Although ADORE and CAO/ARO/AIO-04 trials showed a significant advantage of adjuvant chemotherapy regarding DFS when compared combined fluorouracil and oxaliplatin to fluorouracil alone, no further investigations were performed to determine whether complete vs. incomplete administration of the adjuvant chemotherapy significantly improve the OS or DFS [23, 24].

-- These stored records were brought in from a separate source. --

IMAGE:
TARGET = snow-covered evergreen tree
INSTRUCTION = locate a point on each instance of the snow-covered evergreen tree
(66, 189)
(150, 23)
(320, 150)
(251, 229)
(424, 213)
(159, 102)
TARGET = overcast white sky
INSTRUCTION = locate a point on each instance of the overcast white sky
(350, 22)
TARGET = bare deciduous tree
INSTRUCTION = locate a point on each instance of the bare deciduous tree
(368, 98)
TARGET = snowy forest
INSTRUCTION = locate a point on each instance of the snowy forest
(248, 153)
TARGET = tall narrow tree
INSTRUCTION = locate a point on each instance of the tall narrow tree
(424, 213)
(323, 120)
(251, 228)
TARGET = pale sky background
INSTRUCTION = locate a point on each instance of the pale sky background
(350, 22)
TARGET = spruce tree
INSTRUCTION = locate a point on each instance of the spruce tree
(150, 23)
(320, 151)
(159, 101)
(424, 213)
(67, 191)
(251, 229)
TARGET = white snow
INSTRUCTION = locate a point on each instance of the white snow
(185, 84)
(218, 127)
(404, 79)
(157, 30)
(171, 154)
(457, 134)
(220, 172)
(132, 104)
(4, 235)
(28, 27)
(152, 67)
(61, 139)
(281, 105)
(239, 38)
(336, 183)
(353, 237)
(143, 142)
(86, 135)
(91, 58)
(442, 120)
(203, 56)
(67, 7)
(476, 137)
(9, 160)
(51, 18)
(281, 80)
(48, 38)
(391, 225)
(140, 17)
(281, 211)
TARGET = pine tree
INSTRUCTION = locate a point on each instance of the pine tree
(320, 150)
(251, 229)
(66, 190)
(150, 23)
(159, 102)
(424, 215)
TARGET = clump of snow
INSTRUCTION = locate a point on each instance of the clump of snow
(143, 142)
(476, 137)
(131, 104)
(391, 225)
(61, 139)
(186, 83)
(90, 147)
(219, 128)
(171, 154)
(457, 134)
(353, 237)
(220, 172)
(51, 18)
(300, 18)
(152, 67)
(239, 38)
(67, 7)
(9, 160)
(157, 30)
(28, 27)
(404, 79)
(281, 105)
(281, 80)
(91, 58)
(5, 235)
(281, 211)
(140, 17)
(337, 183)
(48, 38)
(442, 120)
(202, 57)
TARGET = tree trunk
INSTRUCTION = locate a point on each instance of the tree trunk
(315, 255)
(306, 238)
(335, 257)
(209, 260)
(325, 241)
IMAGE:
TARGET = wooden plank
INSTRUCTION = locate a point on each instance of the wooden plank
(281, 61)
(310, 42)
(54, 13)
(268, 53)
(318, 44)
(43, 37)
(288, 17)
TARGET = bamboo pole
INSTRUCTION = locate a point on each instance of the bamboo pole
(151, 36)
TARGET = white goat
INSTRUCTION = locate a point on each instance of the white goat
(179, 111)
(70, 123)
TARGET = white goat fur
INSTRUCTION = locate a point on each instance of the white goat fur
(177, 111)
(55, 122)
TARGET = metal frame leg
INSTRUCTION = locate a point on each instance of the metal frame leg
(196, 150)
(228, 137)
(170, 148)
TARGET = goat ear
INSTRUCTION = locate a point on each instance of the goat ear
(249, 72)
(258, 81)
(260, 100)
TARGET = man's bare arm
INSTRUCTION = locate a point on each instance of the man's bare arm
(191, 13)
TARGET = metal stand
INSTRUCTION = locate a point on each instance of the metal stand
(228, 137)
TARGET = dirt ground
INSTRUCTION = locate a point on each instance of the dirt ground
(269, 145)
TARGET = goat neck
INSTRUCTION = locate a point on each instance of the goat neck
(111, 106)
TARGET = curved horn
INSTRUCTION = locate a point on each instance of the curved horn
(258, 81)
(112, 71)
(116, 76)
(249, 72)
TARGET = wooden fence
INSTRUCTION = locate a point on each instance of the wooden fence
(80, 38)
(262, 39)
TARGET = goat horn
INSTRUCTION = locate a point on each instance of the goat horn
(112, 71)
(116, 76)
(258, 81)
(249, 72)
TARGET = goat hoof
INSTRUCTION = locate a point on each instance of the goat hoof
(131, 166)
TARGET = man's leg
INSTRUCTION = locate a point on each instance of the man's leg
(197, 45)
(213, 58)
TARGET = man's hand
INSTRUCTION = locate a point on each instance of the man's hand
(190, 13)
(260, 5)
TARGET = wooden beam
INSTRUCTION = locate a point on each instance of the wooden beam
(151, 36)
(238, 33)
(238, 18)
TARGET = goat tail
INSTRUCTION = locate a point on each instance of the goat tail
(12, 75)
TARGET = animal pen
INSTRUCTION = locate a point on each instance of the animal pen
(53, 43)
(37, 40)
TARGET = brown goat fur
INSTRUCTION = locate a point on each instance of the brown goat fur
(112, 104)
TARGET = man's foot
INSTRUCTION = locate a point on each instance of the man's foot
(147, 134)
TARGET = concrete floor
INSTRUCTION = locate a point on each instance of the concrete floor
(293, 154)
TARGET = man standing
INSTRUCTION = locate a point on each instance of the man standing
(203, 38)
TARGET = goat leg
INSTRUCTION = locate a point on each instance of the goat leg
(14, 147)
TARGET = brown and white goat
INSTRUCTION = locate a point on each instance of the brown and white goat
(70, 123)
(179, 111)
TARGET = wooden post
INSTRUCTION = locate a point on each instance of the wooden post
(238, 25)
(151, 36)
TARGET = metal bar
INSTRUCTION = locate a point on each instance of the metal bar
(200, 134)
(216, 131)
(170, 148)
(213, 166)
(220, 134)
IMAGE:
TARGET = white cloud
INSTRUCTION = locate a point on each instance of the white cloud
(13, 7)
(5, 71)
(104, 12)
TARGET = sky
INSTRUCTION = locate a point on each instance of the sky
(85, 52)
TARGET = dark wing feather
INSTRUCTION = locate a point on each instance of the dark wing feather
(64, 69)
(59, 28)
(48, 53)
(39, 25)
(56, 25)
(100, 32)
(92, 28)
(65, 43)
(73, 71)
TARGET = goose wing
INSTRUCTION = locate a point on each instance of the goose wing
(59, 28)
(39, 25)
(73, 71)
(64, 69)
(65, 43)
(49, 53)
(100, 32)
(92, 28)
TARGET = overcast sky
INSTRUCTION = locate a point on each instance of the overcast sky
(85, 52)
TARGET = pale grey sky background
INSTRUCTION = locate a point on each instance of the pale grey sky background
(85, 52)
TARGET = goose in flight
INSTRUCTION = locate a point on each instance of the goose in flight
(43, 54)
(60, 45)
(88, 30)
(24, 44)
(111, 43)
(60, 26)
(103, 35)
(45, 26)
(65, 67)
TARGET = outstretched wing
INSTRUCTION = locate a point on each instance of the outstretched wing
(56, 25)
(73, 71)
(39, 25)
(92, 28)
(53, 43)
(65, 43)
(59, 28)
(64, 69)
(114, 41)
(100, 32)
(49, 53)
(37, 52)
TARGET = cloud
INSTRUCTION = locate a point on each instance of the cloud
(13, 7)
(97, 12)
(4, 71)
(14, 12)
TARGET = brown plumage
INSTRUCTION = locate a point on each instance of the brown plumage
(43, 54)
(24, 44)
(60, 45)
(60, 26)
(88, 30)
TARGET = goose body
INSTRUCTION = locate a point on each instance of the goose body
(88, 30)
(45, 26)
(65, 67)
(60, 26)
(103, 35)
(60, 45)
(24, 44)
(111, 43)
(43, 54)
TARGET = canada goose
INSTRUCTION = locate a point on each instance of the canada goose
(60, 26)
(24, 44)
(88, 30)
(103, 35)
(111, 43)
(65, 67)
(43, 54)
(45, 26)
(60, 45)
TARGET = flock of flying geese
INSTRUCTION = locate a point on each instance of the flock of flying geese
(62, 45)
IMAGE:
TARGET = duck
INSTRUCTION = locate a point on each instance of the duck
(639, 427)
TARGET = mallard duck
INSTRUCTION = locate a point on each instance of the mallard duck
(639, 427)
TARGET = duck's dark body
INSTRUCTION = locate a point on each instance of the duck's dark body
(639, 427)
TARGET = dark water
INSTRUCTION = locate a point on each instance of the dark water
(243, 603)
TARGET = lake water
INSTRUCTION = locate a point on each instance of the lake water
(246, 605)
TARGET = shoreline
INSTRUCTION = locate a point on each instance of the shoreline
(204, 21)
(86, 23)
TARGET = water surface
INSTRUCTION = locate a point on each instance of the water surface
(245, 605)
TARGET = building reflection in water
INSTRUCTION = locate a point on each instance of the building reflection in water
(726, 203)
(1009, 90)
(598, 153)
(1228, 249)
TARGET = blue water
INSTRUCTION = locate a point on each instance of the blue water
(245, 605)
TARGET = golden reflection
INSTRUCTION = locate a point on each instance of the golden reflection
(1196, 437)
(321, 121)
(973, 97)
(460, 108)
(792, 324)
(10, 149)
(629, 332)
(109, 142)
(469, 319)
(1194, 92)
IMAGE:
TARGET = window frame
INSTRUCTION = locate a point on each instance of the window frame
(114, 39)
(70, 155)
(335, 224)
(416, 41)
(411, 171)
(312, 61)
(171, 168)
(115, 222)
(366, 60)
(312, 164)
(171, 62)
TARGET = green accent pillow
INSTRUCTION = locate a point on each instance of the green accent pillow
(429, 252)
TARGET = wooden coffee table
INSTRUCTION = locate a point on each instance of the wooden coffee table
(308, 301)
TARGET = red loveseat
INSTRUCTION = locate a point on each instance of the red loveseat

Our data show that CoC improves long-term oncological results, OS and DFS respectively, in rectal cancer patients when compared to incomplete adjuvant therapy. In our analysis considerably more patients underwent all chemotherapy cycles in the adjuvant compared to the neoadjuvant group and this was similar in the capecitabine and 5-FU group. This is might be explained due to the additional side-effects of concomitant radiotherapy in the latter group. A higher rate of gastrointestinal side-effects like proctitis and diarrhoea was noticed during radiotherapy in the capecitabine group [10]. Moreover, acute and chronic side-effects of neoadjuvant CRT or short course radiotherapy followed by surgery have been described to influence the postoperative course of the patients [25,26,27,28,29]. The toxicity of neoadjuvant therapy was shown to influence the rate of postoperative complications when compared to surgery alone [30]. A substantial percentage of patients will not be able to complete the scheduled adjuvant therapy. This is mostly due to suboptimal compliance with the therapy which can be explained by chemotherapy toxicity and postoperative complications such as stoma-related morbidity, high-output stoma, stoma prolapse or bowel occlusion, wound infection or anastomotic leakage [11, 31,32,33,34]. To improve CoC we designed a multicentre prospective randomized trial which addresses one of these factors which influence postoperative morbidity. This trial is analyzing the influence of a protective stoma on the administration of the complete adjuvant chemotherapy in patients with stage II – III rectal cancer [8, 35]. CoC is the primary endpoint and the trial will allow us also to evaluate the influence of dose reduction on patients’ survival. This trial is currently recruiting and 231 patients are randomized until now.

Conclusions

Complete administration of scheduled adjuvant chemotherapy cycles was associated with improved survival in patients with locally advanced rectal cancer. Patient compliance should be improved in order to increase the rate of completeness of chemotherapy.